BAB 4

1 0 0
                                    

2001

Seminggu lebih sudah kelas 2 berjalan. Lala benar, Ia cocok dengan Fatma. Fatma tidak terlalu memilih duduk dimana. Tapi tentu saja Fatma tidak punya pilihan, Ia hampir selalu datang saat bel berbunyi. Memangnya posisi kursi mana yang akan tersisa disaat seperti itu. Saat Lala kesiangan dan harus duduk tepat di depan meja Guru, Fatma hanya tersenyum santai. Lala mengingat kembali sejak kapan dia takut duduk paling depan ya. Dulu waktu SD dan SMP Lala bahkan dengan percaya diri memilih duduk di depan. Sekarang , malah panas dingin jika harus duduk paling depan.

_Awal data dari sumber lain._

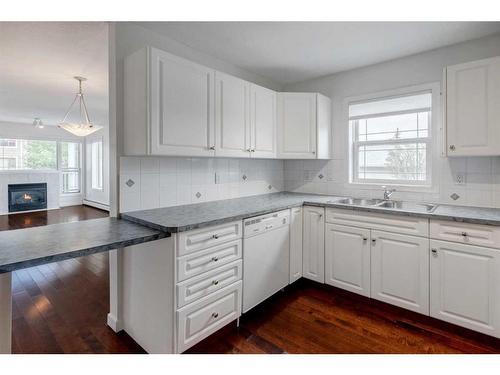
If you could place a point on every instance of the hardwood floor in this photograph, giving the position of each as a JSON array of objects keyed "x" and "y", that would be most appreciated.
[
  {"x": 62, "y": 308},
  {"x": 313, "y": 318}
]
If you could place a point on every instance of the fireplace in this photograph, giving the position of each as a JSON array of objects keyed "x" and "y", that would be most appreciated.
[{"x": 26, "y": 197}]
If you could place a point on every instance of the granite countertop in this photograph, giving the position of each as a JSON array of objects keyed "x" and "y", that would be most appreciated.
[
  {"x": 22, "y": 248},
  {"x": 192, "y": 216}
]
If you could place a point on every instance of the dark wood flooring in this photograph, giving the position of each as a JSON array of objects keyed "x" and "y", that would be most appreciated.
[{"x": 62, "y": 308}]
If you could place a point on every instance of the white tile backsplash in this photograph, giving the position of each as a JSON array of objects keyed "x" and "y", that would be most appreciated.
[{"x": 171, "y": 181}]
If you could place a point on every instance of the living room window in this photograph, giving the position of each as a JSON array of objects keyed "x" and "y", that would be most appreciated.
[{"x": 391, "y": 139}]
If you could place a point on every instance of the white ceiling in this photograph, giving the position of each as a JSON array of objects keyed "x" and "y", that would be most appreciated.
[
  {"x": 288, "y": 52},
  {"x": 37, "y": 63}
]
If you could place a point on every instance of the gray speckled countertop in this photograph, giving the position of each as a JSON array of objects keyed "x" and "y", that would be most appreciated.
[
  {"x": 187, "y": 217},
  {"x": 22, "y": 248}
]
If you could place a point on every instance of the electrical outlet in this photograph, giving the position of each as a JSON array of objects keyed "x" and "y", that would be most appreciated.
[{"x": 460, "y": 179}]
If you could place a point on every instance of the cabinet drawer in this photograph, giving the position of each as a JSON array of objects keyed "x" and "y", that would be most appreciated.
[
  {"x": 202, "y": 318},
  {"x": 472, "y": 234},
  {"x": 208, "y": 259},
  {"x": 200, "y": 286},
  {"x": 387, "y": 222},
  {"x": 202, "y": 238}
]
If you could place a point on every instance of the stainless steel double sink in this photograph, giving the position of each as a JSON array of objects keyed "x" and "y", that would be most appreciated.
[{"x": 389, "y": 204}]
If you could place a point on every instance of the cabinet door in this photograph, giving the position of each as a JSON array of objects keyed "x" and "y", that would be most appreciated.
[
  {"x": 473, "y": 113},
  {"x": 232, "y": 116},
  {"x": 297, "y": 126},
  {"x": 313, "y": 266},
  {"x": 347, "y": 258},
  {"x": 400, "y": 270},
  {"x": 296, "y": 244},
  {"x": 181, "y": 105},
  {"x": 465, "y": 286},
  {"x": 263, "y": 122}
]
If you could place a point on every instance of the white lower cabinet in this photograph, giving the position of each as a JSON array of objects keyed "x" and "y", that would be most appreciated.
[
  {"x": 465, "y": 286},
  {"x": 313, "y": 266},
  {"x": 202, "y": 318},
  {"x": 295, "y": 244},
  {"x": 347, "y": 258},
  {"x": 400, "y": 270}
]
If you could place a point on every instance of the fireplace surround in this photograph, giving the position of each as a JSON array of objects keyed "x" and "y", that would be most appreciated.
[{"x": 27, "y": 197}]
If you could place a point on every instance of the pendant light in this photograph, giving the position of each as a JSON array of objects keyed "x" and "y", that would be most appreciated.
[{"x": 76, "y": 120}]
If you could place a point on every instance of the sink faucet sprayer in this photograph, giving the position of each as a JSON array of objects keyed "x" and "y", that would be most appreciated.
[{"x": 387, "y": 193}]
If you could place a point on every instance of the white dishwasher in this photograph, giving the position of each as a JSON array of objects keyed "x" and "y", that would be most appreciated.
[{"x": 266, "y": 256}]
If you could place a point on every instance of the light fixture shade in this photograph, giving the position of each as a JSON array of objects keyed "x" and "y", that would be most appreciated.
[
  {"x": 80, "y": 130},
  {"x": 76, "y": 120}
]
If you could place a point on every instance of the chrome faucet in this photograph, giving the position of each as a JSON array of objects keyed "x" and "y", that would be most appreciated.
[{"x": 387, "y": 193}]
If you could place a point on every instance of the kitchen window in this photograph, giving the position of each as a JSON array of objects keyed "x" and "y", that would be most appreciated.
[
  {"x": 391, "y": 139},
  {"x": 96, "y": 164},
  {"x": 69, "y": 156}
]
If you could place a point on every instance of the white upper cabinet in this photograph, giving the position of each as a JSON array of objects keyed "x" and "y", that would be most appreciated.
[
  {"x": 232, "y": 116},
  {"x": 168, "y": 105},
  {"x": 472, "y": 108},
  {"x": 304, "y": 126},
  {"x": 263, "y": 119},
  {"x": 173, "y": 106}
]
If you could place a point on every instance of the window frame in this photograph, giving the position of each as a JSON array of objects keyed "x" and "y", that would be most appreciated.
[
  {"x": 62, "y": 169},
  {"x": 100, "y": 163},
  {"x": 432, "y": 141}
]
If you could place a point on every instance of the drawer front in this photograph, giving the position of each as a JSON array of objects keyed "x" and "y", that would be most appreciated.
[
  {"x": 200, "y": 286},
  {"x": 386, "y": 222},
  {"x": 208, "y": 259},
  {"x": 202, "y": 318},
  {"x": 199, "y": 239},
  {"x": 472, "y": 234}
]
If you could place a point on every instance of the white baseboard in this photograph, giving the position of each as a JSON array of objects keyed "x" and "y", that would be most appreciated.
[
  {"x": 99, "y": 205},
  {"x": 70, "y": 200},
  {"x": 114, "y": 324}
]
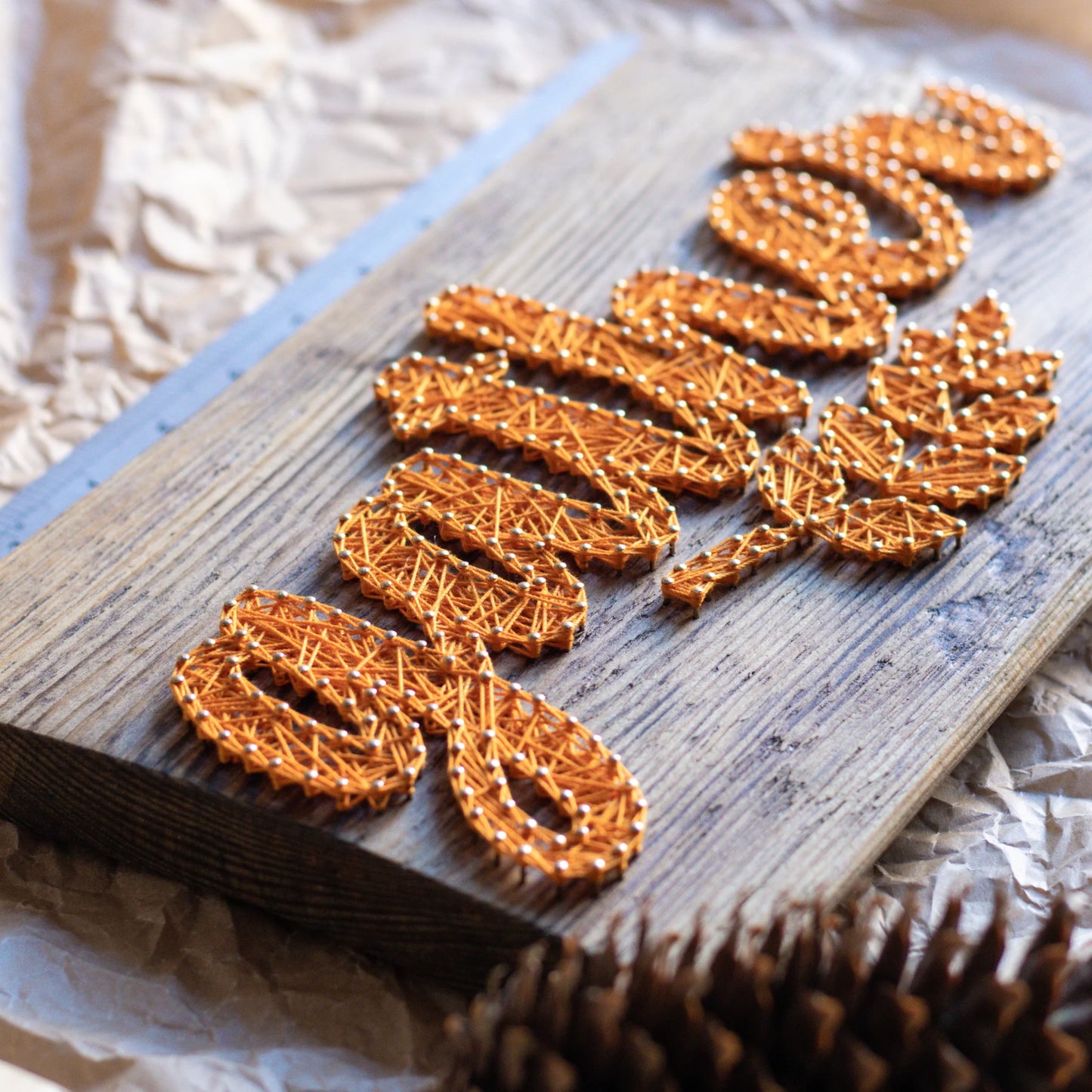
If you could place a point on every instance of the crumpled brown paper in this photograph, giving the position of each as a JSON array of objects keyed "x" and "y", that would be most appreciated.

Hari ini Lala datang pagi, ia tak mau duduk paling depan lagi. Apalagi hari ini ada kelas Fisika. Big No No. Yak...kursi ketiga masih kosong. Lala segera bergegas, meletakkan tas dengan bahagia. Akhirnyaaaa..... Tak lama setelahnya, Lala melihat Shely datang. Kursi yang ditempati Lala sekarang sering menjadi kursi Shely dan Mika. Apa Shely akan duduk bersamanya? Rasanya tidak. Lala tidak merasa keberatan duduk dengan Shely, mereka lumayan akrab. Mika bisa duduk dengan Fatma. Tapi ia ragu Shely akan duduk dengannya. Anak perempuan tidak seperti anak laki laki, mereka bebas duduk dengan siapa saja. Sedang anak perempuan, meski berpindah duduk, teman sebangkunya tetap. Dan seperti yang diduga, Shely memilih kursi disisi lain. Lala pun akan sama, tetap akan duduk dengan Fatma dimanapun posisinya. Betapa Lala salah tentang itu suatu saat nanti, tapi tentu saja hari ini Ia belum tahu.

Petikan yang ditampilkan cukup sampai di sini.